The following diagram illustrates how these components interact:
Services using Carina define the configuration of their environments using a config.rb file that contains a set of Ruby hashes. The hashes define a hierarchical collection of name-value pairs that are processed by the Environment Manager(oneenvd). Because the config.rb file is just Ruby code, it can be dynamically loaded by the oneenvd whenever any changes to it are uploaded without having to restart the oneenvd. More comprehensive usage documentation can be found here
Carina is a relatively new project and we anticipate that in the short term we will be focusing on fixing bugs and issues that arise during deployment. While not cast in stone ,the following are some of the items we hope to address in the coming months:
- Reporting tools
- High availability of Carina Management VM
- Documentation of REST APIs and metric Plugin Interfaces
- Authorization & Authentication framework for REST APIs
- Simplified setup for new services, debugging and troubleshooting tools
- Storage provisioning integration: Creating and deleting storage volumes
Extend capabilities to public cloud
Of course, now that Carina is available to the community here , we are more than happy to have the input and participation of others who may be interested in helping us evolve this.

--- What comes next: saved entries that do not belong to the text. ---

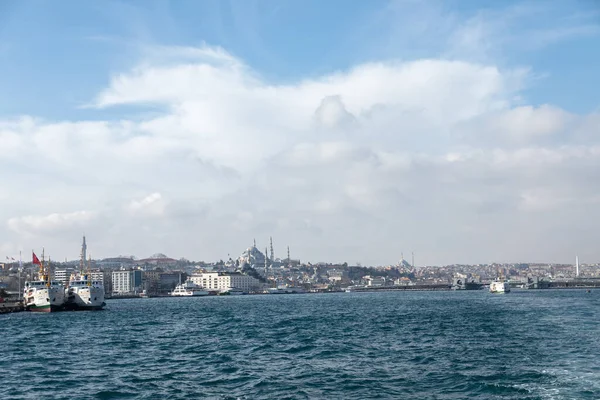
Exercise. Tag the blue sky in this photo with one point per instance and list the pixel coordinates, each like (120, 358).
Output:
(56, 55)
(349, 130)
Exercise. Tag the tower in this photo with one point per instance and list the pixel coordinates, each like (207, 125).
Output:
(83, 255)
(266, 262)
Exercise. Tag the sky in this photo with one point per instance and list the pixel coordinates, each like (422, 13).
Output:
(349, 131)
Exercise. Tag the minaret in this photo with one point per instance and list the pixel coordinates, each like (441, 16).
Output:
(266, 263)
(83, 255)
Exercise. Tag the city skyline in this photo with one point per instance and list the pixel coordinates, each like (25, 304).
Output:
(350, 132)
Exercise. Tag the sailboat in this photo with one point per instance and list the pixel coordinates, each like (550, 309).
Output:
(43, 294)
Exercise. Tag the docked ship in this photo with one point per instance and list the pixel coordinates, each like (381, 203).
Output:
(464, 284)
(231, 292)
(499, 286)
(83, 293)
(43, 294)
(189, 288)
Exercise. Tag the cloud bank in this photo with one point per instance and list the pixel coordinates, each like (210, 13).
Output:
(436, 156)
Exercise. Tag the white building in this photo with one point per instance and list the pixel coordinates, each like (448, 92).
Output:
(63, 274)
(127, 281)
(224, 281)
(374, 280)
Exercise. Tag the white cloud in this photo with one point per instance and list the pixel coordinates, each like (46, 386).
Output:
(49, 224)
(152, 204)
(435, 156)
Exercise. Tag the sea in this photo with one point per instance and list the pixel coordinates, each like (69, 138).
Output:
(536, 344)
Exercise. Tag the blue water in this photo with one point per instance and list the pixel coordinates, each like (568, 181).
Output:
(402, 345)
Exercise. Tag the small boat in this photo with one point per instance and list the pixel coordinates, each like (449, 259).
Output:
(189, 288)
(499, 286)
(43, 294)
(84, 294)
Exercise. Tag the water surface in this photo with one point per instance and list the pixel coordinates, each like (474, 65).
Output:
(403, 345)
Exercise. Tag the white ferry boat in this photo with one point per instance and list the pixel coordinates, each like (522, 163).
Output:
(232, 292)
(43, 294)
(499, 286)
(84, 293)
(189, 288)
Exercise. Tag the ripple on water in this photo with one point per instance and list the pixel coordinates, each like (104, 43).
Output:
(422, 345)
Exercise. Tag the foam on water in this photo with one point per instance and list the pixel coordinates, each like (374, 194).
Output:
(420, 345)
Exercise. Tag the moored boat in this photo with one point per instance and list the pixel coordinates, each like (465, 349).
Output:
(189, 288)
(43, 294)
(84, 293)
(499, 286)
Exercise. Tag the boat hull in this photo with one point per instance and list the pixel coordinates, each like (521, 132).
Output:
(85, 298)
(499, 287)
(44, 308)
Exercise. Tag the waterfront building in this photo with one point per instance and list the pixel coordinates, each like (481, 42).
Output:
(374, 280)
(105, 277)
(158, 260)
(169, 280)
(126, 281)
(224, 281)
(63, 274)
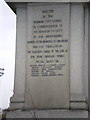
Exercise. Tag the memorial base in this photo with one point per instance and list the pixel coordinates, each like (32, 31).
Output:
(47, 114)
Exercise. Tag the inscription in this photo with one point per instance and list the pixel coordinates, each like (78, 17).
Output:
(47, 49)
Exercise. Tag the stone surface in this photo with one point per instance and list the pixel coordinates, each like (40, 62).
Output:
(48, 60)
(79, 105)
(48, 114)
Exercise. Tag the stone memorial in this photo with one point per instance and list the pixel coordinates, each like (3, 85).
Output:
(51, 58)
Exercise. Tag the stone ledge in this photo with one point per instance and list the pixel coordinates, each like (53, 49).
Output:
(47, 114)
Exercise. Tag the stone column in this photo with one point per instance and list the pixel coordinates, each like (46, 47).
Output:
(17, 100)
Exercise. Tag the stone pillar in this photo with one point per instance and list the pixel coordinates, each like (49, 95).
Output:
(17, 100)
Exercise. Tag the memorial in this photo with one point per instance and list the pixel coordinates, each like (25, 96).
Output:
(51, 57)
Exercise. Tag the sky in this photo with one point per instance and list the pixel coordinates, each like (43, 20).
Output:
(7, 52)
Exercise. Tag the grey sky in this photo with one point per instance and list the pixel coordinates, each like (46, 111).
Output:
(7, 52)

Addendum: There is a new appliance in the OpenNebula marketplace to simplify the installation of the software. More details in the Carina’s installation guide.
Interesting post and thanks to RIM for submitting it to the community. What I don’t completely grasp without trying it out yet, is what kind of overlap (or no overlap) does this have with tools like Puppet? I’m right in the middle of structuring our system deployment architecture and was using very basic contextualization variables with ONE and then feeding them to puppet. What else for me, will this add?
Thanks for the comment. I see Carina as mostly complementary to tools like Puppet and Chef. Puppet could be used in the context scripts to trigger deployment of applications inside VMs and also do things like updating configuration, patch match management etc. I don’t believe Puppet has the capability to auto-scale multi-VM environments based on policies like time of day, load conditions, application performance or prioritization rules. That’s not to say someone couldn’t build such a tool on top of Puppet. We’d be interested in hearing experiences if you have.